Since the break up of Lower Than Atlantis last year, guitarist Ben Samson has wasted no time in a new outlet by forming a fresh outfit, Paper Mill.
It’s a project which sees him teaming up with his brother Luke on bass, and Matt Rider of The Holiday Plan (and has also guested on some Lower Than Atlantis tracks) on vocals/guitars. Now, they introduce themselves with the release of their debut EP, ‘Past The West Way’.
Opening things up, ‘Bruce’ packs a punch from the get-go. The track feels relatable, surrounding the topic of how the world needs to work together as opposed to against one another, with lyrics such as “Nobody wins unless we all win / Is this the kind of new world you were dreaming of you want to give your children?”, creating thought-provoking reflection of the current times we’re living in perfectly.
This soon transitions into standout track, ‘Get Real’, which offers up a real sense of nostalgia. Musically it conjures up the British pop-rock sound that was making waves in the early 2010s, with bands such as Deaf Havana and Kids In Glass Houses. It has a level of maturity surrounding the reality of having to grow up, which will be a hit with older fans, whilst counterbalancing itself perfectly with catchy sing-along lyrics that are easy to envision becoming a hit at live shows.
Slowing the pace down is the beautifully stripped back ‘Lock And Key’. The track mostly showcases Rider‘s vocals in a spoken word style performance, allowing us to get fully invest in the emotional story that’s being told. At times it’s an uncomfortable yet extremely open and vulnerable song.

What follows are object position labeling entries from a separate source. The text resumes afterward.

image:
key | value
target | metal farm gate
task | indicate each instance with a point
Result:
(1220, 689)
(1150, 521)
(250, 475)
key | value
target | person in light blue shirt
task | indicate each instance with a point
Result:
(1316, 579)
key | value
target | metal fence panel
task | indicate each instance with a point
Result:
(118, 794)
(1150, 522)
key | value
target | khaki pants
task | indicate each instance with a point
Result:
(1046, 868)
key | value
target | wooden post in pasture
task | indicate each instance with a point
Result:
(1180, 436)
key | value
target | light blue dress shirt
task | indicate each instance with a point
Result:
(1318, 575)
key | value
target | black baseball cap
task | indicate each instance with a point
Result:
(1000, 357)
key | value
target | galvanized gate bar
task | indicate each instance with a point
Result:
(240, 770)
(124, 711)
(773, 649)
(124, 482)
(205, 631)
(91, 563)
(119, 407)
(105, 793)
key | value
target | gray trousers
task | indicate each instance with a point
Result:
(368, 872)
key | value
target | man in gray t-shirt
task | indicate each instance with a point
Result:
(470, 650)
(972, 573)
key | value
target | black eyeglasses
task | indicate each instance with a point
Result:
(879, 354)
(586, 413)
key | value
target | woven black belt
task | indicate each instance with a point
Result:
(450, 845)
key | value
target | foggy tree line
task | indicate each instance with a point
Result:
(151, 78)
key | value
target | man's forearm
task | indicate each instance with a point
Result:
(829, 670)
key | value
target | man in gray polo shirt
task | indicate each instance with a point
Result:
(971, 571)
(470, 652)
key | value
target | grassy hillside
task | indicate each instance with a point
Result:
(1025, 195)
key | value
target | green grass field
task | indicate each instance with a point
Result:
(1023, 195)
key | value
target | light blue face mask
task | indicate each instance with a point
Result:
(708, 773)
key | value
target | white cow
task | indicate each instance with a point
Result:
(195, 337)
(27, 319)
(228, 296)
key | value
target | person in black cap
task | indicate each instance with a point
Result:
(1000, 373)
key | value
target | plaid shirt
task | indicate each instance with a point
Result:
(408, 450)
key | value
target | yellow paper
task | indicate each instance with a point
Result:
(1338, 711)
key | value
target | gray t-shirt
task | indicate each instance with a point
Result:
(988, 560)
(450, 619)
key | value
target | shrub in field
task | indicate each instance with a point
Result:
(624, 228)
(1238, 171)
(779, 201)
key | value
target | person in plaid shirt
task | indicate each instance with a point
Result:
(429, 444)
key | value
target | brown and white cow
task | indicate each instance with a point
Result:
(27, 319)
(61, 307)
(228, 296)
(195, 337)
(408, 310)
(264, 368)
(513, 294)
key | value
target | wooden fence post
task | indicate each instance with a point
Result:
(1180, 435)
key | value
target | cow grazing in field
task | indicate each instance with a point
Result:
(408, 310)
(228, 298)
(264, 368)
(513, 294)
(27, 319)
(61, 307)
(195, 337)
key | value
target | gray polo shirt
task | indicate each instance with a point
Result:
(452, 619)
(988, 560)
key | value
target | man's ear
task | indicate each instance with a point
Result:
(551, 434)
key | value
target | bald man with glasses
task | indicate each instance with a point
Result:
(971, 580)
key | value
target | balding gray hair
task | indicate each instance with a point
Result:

With the demise of Lower Than Atlantis still relatively fresh, it would be easy to assume Paper Mill could be almost be LTA 2.0. There are moments where you can sense that vibe, such as Ben‘s solo in ‘Black Mirror’ with its distorted, heavier sound, but given his unique way of playing, it was inevitable there would be mild similarities. Still, at no point does it distract from what Paper Mill are all about.
‘Standing On The Edge’ switches things up with a gritter, heavier sound, with Rider seriously stretching his vocals to create an incredibly melodic anthemic ending. It would’ve been interesting to have heard a bit more of this on the EP, but it’s definitely something that could well be built upon in future records.
For a band who only really formed a year ago, it’s safe to say that ‘Past The West Way’ is an impressive debut, an attribute to the evidently impressive working relationship that this trio have. Each of the six tracks offer up something a little different whilst still leaves you wanting more. It’ll be exciting to see what the future holds for Paper Mill.